The new GMS is fully scalable. By moving from a system that could cater for 20 funding programmes, Creative New Zealand now runs a further 60 funding rounds and programmes through the new Pivotal GMS.

“Our programme managers can decide and set funding rounds,” says Angus. “They can decide and apply their own workflows within the GMS without any external IT help.”

Angus says that the GMS integrates smoothly with our finance and banking systems. “Our accounts staff make payments out of several systems, but they say the Pivotal GMS is by far the easiest one to use. They can clearly see the process, and once an approval is flagged, the necessary journal and payment files are generated and uploaded directly to these systems.”

The average time taken to process an Arts Grant was over 300 minutes. Angus anticipates that with their new GMS this will reduce to less than 200 minutes. He expects similar time savings in the processing of Quick Response and Special Opportunities Grants, and that the cost to process applications to decrease by 14-22%.

One of the clearest operational efficiencies that Creative New Zealand has been able to pass onto the clients is the reduction in time to notify applicants of decisions on grants.  For example, the Art Grants funding programme has gone from a 12-week turnaround to 10 weeks, and the Quick Response Grants from 6 weeks to 5 weeks. It is hoped that this times can be reduced further as the processes are streamlined. 
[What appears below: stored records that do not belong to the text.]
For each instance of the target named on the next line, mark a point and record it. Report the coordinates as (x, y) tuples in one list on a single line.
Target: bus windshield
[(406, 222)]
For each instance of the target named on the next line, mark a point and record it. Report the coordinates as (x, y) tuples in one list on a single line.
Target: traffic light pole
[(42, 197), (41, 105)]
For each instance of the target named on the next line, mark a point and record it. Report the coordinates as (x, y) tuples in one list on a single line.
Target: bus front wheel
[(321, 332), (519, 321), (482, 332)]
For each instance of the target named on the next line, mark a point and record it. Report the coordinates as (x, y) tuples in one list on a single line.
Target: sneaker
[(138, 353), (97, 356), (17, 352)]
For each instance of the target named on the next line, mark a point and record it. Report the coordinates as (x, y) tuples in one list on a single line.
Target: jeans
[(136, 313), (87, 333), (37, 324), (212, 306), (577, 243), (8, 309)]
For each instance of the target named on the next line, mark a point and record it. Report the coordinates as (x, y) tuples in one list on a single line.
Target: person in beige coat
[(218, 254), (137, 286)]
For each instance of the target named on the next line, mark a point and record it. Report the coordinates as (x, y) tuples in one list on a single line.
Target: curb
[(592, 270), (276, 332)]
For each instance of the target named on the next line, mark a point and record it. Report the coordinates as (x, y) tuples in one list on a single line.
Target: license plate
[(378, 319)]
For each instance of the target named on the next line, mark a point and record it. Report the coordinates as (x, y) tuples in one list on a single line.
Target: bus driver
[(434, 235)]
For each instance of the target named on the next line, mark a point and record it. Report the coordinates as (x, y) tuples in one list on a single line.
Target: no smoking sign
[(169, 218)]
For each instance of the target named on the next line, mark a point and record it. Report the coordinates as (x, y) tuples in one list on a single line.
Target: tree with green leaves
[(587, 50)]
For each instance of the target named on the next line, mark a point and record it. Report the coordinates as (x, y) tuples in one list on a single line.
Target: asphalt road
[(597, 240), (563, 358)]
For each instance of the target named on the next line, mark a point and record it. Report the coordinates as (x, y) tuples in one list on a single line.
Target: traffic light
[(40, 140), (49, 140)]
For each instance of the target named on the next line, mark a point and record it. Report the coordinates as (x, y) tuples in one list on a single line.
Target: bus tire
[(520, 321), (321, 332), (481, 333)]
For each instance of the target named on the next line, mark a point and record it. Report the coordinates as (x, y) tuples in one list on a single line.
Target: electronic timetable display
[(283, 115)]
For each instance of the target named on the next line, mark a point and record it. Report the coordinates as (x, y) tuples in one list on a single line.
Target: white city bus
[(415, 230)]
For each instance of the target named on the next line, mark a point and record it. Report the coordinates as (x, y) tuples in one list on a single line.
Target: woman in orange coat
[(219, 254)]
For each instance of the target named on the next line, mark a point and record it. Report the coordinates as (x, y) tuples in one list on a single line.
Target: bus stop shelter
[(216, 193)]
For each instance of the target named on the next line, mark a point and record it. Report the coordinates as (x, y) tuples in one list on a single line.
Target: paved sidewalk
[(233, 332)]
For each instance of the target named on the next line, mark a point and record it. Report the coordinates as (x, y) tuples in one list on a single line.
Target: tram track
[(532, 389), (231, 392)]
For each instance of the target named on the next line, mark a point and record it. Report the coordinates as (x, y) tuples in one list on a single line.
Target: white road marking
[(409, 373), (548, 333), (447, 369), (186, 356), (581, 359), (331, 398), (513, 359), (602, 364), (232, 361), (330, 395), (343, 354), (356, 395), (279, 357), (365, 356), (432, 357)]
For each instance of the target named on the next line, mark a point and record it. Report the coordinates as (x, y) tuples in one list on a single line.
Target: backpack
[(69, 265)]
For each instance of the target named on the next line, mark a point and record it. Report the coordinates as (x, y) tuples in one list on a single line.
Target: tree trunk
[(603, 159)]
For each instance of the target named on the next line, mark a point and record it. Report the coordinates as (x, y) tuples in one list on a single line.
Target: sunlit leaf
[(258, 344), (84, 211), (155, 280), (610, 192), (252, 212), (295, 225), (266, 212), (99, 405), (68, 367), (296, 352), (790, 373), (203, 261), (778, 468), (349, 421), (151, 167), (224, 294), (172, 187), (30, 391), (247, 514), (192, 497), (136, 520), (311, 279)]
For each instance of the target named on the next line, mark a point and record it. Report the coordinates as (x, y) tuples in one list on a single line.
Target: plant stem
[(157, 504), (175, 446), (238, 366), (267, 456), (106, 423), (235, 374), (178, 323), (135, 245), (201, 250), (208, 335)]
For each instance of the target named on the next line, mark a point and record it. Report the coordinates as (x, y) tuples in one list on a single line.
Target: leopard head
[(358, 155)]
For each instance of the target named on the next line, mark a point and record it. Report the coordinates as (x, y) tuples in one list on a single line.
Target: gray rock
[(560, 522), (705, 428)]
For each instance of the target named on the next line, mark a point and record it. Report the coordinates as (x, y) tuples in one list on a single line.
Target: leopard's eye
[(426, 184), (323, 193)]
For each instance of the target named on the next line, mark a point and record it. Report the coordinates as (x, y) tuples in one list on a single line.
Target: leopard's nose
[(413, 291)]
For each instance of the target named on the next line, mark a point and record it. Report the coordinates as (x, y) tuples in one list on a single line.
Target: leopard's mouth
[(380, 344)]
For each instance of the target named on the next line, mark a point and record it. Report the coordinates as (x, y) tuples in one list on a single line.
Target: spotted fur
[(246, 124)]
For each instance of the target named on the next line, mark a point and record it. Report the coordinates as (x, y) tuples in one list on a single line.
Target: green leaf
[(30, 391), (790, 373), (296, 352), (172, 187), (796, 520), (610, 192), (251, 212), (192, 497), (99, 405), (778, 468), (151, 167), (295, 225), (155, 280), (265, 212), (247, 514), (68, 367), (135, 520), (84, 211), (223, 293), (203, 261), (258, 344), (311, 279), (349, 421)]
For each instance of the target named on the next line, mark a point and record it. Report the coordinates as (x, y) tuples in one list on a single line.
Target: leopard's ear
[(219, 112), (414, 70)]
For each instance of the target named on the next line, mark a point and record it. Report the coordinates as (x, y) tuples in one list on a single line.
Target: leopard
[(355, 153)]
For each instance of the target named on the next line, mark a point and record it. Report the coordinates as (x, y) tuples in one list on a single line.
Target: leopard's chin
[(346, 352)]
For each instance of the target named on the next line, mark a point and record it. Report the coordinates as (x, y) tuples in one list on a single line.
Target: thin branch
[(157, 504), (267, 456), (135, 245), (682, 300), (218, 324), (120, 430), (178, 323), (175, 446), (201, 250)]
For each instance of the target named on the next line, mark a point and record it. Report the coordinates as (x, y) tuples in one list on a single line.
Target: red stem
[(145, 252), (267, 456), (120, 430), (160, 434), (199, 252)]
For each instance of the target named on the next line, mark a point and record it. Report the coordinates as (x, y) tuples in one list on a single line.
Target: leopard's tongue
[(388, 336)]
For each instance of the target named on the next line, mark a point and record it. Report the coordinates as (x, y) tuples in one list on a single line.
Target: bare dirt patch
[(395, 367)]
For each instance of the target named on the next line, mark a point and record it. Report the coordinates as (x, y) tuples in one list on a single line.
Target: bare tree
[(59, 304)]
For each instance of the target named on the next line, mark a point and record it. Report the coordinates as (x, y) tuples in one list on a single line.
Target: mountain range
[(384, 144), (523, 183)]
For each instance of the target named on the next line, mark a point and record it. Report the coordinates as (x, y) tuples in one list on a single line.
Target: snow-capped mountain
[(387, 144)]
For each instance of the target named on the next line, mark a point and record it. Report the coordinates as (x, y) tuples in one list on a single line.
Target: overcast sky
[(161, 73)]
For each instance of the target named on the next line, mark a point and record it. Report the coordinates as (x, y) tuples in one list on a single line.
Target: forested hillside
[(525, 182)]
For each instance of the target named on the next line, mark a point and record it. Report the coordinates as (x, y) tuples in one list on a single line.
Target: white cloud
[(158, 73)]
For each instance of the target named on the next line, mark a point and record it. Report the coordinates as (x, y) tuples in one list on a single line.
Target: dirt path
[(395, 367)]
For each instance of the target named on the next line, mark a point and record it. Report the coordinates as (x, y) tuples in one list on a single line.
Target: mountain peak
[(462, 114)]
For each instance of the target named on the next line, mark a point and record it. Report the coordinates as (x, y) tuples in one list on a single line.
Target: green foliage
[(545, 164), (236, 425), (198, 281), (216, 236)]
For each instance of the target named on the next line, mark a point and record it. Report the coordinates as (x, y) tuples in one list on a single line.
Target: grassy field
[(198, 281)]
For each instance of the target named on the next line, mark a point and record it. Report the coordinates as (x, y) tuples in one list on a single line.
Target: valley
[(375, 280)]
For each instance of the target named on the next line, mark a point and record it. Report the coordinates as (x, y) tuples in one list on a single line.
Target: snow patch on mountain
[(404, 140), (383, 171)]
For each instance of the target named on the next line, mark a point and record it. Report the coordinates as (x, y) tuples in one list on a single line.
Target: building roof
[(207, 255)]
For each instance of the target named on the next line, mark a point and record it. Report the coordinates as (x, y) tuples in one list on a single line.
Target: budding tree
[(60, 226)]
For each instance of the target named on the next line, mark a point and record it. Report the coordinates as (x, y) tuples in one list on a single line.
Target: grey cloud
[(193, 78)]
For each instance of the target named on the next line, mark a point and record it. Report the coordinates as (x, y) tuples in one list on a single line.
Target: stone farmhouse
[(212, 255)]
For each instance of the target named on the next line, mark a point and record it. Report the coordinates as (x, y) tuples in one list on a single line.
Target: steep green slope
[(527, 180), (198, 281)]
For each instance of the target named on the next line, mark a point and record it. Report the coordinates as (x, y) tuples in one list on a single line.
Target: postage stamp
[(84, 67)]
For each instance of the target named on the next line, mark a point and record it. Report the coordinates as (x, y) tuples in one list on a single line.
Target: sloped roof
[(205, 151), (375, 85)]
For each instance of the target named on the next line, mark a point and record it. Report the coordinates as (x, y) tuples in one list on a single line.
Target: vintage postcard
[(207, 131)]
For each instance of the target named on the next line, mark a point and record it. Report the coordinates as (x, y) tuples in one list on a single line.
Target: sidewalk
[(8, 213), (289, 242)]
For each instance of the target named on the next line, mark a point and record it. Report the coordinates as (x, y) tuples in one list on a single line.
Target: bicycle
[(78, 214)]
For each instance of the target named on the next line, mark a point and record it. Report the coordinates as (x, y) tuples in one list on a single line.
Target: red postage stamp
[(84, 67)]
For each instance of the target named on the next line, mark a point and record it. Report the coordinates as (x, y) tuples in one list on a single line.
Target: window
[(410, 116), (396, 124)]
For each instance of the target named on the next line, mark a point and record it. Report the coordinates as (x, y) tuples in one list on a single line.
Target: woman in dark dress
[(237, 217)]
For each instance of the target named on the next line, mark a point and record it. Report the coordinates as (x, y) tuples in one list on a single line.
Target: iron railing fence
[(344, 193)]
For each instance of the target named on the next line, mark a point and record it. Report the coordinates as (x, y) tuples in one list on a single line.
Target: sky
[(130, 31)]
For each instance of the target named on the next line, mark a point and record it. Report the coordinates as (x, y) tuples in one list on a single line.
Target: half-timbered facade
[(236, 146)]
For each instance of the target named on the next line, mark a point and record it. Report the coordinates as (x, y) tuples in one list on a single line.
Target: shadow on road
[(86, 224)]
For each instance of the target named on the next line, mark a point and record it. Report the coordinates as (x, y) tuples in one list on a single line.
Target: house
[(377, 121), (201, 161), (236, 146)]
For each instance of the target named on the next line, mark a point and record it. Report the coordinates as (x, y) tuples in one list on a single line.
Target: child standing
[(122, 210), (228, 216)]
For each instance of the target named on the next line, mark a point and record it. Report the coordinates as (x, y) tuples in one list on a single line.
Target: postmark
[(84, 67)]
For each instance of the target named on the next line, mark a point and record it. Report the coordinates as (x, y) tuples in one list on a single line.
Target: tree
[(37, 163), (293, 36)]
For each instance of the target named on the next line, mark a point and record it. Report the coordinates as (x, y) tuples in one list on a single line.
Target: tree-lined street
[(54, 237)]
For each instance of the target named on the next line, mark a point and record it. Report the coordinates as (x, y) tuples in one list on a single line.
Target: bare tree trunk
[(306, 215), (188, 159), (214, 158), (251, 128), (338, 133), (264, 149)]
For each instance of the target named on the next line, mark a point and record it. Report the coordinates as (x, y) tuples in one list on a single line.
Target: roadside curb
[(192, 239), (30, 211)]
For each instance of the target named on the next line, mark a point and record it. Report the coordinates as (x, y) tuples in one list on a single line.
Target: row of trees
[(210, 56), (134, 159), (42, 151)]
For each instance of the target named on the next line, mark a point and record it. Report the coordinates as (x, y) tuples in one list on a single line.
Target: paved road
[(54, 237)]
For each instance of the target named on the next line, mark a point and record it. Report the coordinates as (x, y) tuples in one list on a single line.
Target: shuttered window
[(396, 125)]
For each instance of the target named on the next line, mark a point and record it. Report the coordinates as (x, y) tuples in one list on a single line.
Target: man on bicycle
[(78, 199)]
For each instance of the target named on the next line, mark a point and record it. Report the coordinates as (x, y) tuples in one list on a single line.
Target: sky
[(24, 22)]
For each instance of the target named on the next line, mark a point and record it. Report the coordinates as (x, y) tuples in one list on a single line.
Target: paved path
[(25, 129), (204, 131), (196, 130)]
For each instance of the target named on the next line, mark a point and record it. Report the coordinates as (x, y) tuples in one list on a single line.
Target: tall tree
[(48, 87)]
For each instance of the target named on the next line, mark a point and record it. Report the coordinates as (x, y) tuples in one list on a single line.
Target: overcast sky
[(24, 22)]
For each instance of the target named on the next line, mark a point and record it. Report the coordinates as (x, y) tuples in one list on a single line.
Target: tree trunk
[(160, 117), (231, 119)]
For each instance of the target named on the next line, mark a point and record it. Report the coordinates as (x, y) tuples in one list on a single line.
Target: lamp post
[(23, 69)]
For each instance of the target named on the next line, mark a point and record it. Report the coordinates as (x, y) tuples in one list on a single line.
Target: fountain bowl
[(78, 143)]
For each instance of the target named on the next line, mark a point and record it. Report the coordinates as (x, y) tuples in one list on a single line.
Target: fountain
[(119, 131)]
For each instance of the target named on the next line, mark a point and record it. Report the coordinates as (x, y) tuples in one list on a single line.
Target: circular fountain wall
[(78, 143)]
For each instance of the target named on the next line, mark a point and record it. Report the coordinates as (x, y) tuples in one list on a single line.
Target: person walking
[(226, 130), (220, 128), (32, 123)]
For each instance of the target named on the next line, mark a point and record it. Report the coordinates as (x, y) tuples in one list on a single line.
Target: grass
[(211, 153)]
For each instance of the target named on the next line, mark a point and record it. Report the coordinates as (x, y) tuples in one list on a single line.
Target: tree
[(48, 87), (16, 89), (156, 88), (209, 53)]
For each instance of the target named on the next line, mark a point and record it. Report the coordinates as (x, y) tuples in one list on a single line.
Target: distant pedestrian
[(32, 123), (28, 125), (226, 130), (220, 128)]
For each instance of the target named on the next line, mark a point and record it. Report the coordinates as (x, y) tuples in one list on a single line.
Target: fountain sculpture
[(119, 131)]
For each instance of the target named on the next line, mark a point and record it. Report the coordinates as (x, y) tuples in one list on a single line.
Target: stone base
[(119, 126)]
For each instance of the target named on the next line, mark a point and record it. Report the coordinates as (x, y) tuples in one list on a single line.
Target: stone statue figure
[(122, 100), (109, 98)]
Angus is a self-proclaimed fan of the system. “I’ve seen the benefits that it’s delivered to us already, and it’s not fully complete. When you go back to the initial business case, and the business benefits we wanted to achieve, we’re starting to hit those immediately, and that’s really great.”

The future

Ideally, Angus wants to integrate Pivotal GMS with the complex solution Creative New Zealand currently uses to manage the monitoring and evaluation of their “investment” clients.

And once the organisation gains full access to all its data, they’ll be able to see – and even more importantly share - the big picture when it comes to how well the projects they fund are doing. "This seems like a simple thing," says Angus, "but its value to both Creative New Zealand and the artists, art practitioners, groups and organisations they support can never be overstated."